Natürlich rechnet man sich da zukünftige (bislang theoretische) Margenanstiege aus. Ganz normale Geschichte. Das du das mal wieder mit "bla blub" abtust und damit andere User beleidigst, gehört offensichtlich zu deinem Charakter, den du immer wieder zur Schau stellen musst. Ich bin mal gespannt, ob ich in meinem Leben noch erlebe, dass du eine andere Tonart anschlägst. Aber dafür braucht es wohl mal einen Crash, den du noch nie mit eigenem Geld mitgemacht hast.


Mal abgesehen davon ist das keine Theorie von mir, sondern schlichtweg Fakt.
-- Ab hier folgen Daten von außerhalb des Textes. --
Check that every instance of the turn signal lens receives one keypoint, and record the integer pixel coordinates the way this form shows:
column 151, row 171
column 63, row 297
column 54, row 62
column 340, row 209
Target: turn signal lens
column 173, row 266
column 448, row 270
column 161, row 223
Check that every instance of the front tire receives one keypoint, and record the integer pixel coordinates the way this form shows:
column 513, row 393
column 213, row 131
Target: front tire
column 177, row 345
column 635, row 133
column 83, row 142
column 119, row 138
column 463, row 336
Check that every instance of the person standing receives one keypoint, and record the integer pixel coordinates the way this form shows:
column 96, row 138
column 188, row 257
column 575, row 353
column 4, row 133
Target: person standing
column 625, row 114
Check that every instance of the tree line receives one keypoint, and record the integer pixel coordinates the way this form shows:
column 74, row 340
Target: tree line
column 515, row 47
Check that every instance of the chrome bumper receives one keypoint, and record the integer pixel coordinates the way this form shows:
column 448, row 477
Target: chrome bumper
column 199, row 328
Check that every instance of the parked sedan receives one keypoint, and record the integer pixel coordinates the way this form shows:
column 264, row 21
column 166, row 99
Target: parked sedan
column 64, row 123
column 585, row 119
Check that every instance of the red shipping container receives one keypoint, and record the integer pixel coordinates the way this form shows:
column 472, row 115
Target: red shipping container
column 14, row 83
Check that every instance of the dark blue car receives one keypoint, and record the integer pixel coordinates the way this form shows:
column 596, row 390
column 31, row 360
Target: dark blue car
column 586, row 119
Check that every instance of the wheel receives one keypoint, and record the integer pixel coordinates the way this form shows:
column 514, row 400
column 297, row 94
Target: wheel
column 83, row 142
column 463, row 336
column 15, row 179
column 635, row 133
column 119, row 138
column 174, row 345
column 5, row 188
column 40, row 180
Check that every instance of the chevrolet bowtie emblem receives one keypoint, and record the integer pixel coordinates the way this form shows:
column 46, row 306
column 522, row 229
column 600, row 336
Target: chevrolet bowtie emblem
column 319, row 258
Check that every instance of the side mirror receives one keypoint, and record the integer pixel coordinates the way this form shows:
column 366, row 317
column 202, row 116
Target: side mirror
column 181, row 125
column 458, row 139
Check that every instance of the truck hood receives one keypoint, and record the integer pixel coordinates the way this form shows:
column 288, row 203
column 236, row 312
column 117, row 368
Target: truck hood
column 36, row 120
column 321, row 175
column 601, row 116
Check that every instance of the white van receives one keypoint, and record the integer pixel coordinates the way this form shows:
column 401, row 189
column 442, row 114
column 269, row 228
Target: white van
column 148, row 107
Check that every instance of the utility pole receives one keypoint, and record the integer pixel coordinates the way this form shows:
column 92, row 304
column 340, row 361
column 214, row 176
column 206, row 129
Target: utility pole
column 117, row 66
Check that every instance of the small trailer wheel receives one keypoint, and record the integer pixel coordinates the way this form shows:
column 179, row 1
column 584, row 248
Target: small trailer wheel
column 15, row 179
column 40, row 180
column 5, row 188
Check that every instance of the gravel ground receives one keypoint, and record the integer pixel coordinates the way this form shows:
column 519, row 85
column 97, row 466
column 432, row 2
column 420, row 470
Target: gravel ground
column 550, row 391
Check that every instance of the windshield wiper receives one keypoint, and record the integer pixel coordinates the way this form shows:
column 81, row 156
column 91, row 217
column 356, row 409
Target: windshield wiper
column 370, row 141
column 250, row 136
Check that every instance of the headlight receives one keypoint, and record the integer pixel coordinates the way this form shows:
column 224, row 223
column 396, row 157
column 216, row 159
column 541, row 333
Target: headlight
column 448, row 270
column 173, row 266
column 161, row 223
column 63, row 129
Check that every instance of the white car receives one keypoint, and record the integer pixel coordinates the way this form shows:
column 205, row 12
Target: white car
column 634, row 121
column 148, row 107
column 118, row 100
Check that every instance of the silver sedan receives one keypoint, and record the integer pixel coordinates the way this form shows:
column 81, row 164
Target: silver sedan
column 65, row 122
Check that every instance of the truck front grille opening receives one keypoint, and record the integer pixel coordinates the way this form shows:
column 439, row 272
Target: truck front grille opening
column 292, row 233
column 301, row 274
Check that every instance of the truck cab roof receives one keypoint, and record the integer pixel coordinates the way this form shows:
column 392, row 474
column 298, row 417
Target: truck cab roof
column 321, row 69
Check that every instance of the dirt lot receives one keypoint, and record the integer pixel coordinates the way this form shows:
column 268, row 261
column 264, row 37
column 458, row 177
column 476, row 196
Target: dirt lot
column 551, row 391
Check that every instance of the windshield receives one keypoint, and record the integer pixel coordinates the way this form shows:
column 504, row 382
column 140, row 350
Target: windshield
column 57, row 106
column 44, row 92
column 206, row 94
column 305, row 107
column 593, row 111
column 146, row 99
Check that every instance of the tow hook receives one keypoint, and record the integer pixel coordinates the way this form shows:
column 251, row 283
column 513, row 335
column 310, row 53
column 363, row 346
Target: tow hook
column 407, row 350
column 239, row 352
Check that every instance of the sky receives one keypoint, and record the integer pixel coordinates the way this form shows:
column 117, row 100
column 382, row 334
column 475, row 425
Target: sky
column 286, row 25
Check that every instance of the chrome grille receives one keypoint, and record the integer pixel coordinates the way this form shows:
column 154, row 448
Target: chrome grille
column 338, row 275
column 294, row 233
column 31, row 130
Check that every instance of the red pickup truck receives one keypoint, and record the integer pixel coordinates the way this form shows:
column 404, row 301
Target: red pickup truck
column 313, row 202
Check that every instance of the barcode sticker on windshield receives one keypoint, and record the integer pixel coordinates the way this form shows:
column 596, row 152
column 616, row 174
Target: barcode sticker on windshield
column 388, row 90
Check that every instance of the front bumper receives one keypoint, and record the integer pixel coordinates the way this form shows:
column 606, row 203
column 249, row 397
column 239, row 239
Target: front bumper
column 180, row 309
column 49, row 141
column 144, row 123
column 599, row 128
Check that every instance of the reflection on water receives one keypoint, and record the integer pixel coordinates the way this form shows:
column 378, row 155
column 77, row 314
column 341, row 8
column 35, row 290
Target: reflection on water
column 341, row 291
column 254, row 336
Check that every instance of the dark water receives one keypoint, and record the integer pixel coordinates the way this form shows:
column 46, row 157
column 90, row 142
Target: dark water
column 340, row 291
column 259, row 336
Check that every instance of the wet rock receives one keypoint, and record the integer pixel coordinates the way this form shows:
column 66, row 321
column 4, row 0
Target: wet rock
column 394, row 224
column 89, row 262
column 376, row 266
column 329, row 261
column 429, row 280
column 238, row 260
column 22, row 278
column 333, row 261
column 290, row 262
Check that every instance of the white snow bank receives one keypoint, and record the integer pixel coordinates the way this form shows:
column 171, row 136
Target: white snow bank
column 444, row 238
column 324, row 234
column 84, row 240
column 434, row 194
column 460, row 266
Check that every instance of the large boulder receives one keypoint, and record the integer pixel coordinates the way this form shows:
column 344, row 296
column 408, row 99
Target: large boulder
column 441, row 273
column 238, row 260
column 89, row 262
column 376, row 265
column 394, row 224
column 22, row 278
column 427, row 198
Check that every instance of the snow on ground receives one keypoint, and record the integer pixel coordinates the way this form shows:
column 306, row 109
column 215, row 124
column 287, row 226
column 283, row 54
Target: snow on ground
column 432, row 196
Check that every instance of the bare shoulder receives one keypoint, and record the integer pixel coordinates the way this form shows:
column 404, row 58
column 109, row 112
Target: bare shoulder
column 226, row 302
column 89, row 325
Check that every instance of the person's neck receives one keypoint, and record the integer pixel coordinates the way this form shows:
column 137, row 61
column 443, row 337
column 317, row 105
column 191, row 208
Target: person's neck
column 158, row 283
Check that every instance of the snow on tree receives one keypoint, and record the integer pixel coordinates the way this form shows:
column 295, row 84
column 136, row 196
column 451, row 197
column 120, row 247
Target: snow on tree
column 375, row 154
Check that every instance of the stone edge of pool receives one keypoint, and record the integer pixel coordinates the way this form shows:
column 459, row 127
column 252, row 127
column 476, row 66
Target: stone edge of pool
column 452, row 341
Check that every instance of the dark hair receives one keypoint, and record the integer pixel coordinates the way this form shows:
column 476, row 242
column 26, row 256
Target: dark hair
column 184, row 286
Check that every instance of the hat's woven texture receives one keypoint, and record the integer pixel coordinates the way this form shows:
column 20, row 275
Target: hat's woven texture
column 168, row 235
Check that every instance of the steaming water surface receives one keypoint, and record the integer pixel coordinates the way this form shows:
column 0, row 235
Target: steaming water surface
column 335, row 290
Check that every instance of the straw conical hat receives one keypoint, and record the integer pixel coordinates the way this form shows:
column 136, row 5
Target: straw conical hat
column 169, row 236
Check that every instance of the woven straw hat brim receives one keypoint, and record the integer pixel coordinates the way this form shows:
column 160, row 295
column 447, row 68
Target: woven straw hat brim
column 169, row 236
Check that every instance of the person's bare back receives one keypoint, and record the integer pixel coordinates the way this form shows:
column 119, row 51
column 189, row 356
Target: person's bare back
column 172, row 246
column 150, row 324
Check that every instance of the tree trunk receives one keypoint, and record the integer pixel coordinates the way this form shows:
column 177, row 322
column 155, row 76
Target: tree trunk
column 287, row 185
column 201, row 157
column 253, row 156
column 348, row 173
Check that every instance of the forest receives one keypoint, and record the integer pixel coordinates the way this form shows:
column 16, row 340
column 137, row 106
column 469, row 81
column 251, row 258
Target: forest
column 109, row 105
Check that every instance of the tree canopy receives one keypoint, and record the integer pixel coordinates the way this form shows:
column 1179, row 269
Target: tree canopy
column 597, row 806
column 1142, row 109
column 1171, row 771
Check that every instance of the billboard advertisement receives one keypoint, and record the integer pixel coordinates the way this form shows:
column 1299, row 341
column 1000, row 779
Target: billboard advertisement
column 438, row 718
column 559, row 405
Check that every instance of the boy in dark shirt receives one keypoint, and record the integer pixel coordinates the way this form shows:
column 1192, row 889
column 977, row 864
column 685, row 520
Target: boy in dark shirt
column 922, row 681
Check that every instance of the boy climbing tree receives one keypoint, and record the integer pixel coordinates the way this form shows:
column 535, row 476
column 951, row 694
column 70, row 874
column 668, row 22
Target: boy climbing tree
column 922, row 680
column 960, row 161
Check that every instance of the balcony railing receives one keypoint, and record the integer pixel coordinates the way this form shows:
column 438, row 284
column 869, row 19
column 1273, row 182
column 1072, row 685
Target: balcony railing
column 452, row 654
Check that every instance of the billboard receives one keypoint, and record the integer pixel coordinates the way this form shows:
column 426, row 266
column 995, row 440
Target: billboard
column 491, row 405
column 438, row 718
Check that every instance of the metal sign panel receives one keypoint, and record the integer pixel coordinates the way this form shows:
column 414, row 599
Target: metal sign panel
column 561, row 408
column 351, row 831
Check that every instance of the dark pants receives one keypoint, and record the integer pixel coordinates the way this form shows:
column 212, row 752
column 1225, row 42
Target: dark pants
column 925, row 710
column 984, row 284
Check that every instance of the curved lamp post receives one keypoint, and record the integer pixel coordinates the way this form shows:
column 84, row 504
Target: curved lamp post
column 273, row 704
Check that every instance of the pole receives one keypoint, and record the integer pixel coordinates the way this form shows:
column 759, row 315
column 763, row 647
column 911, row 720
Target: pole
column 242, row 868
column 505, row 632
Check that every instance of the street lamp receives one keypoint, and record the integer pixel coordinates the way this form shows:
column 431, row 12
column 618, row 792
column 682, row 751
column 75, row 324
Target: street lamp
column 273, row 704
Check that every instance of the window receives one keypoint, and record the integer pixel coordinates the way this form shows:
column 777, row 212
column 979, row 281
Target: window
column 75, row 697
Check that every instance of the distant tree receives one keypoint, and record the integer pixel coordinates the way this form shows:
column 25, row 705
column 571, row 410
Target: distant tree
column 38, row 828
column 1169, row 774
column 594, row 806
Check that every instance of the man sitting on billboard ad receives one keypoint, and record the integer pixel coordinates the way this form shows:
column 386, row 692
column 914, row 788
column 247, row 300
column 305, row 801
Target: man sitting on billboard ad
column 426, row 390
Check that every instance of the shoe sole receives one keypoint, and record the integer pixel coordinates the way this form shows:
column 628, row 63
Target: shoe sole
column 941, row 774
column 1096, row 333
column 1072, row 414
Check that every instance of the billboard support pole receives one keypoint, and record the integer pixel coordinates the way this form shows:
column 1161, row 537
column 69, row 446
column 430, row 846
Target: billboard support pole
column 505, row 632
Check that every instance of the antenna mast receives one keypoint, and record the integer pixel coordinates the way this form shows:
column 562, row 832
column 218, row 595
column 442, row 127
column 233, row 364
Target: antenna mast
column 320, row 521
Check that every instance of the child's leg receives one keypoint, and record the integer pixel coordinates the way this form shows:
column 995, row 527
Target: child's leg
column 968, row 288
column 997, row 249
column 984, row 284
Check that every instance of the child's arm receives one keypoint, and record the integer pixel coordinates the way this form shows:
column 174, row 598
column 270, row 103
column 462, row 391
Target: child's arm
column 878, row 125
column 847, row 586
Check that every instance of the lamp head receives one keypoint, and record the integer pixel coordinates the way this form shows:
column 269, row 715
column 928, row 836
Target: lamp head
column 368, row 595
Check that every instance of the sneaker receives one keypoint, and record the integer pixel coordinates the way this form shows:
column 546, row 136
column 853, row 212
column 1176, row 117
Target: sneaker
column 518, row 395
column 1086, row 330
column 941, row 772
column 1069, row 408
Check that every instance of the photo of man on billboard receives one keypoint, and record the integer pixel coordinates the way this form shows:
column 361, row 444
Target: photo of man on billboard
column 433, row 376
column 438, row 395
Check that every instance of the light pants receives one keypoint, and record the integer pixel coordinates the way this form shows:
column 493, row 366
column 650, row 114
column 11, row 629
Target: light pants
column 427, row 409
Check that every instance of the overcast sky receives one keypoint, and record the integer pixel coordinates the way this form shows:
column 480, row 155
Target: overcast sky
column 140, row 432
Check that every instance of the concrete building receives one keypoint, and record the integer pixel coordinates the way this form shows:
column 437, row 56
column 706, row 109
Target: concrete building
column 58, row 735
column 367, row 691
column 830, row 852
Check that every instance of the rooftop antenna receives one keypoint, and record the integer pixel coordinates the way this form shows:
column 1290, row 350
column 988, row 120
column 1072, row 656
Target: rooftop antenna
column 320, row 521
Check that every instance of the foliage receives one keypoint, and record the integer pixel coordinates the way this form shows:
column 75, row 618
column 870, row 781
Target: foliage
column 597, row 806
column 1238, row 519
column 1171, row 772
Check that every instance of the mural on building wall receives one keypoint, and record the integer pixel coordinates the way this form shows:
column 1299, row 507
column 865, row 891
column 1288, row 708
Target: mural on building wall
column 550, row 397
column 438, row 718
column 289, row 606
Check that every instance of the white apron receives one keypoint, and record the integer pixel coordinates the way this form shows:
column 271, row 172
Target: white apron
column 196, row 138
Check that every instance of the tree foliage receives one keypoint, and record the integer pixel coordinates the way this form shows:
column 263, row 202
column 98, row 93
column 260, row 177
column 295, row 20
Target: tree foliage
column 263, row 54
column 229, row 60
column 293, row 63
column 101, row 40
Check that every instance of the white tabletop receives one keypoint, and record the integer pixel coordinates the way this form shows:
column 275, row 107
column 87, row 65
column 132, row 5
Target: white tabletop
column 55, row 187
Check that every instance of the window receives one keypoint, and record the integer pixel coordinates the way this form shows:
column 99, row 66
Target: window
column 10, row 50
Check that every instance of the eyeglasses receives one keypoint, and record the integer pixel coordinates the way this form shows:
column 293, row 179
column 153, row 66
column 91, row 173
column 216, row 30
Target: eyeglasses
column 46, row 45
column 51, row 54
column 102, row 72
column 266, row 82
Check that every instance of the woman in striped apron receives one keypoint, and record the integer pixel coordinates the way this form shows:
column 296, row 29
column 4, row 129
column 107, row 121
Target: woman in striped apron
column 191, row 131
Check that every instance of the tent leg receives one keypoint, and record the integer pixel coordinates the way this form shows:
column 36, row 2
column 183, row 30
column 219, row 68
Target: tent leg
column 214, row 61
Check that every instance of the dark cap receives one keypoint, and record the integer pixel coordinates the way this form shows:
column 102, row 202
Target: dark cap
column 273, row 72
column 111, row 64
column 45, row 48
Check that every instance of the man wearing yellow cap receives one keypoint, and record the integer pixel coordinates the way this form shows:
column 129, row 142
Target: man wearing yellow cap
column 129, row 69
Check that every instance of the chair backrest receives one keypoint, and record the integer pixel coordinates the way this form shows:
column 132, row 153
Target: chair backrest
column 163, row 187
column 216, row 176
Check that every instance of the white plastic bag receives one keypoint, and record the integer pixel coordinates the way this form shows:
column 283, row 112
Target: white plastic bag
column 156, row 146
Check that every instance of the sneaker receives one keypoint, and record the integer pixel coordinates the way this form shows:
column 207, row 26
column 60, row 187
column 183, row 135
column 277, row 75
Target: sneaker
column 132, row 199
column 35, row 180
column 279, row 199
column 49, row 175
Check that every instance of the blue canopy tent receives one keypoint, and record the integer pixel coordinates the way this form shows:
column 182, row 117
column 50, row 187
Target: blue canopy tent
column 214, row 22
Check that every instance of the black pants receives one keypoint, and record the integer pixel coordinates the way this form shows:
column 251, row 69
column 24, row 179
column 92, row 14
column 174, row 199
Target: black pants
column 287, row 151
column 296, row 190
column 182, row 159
Gibt ja gute Gründe, wieso viele Unternehmen auf SaaS bauen. Dass das temporär Umsatz kostet, wenn Lizenzerlöse wegfallen und sich die SaaS-Erlöse dafür wiederkehrende auf viele Jahre verteilen, liegt in der Natur der Sache. Dass Serviceware trotzdem organisch möglichst 10% wachsen sollte, hatte ich ja bereits geschrieben. Ich erwähne also natürlich immer auch negative Dinge, insbesondere bei meinen eigenen Depotwerten. Und ja, Serviceware ist (wie ich schon vor ein paar Monaten geschrieben hatte) aktuell nichts für mich, weil der Finanzmarkt diese Phase bei Serviceware kritisch betrachtet, wie deine Ausführungen ja zeigen. Ganz uninteressant scheinst du die Aktie aber nicht zu finden, wie dein wiederholtes Auftreten hier im Thread zeigt.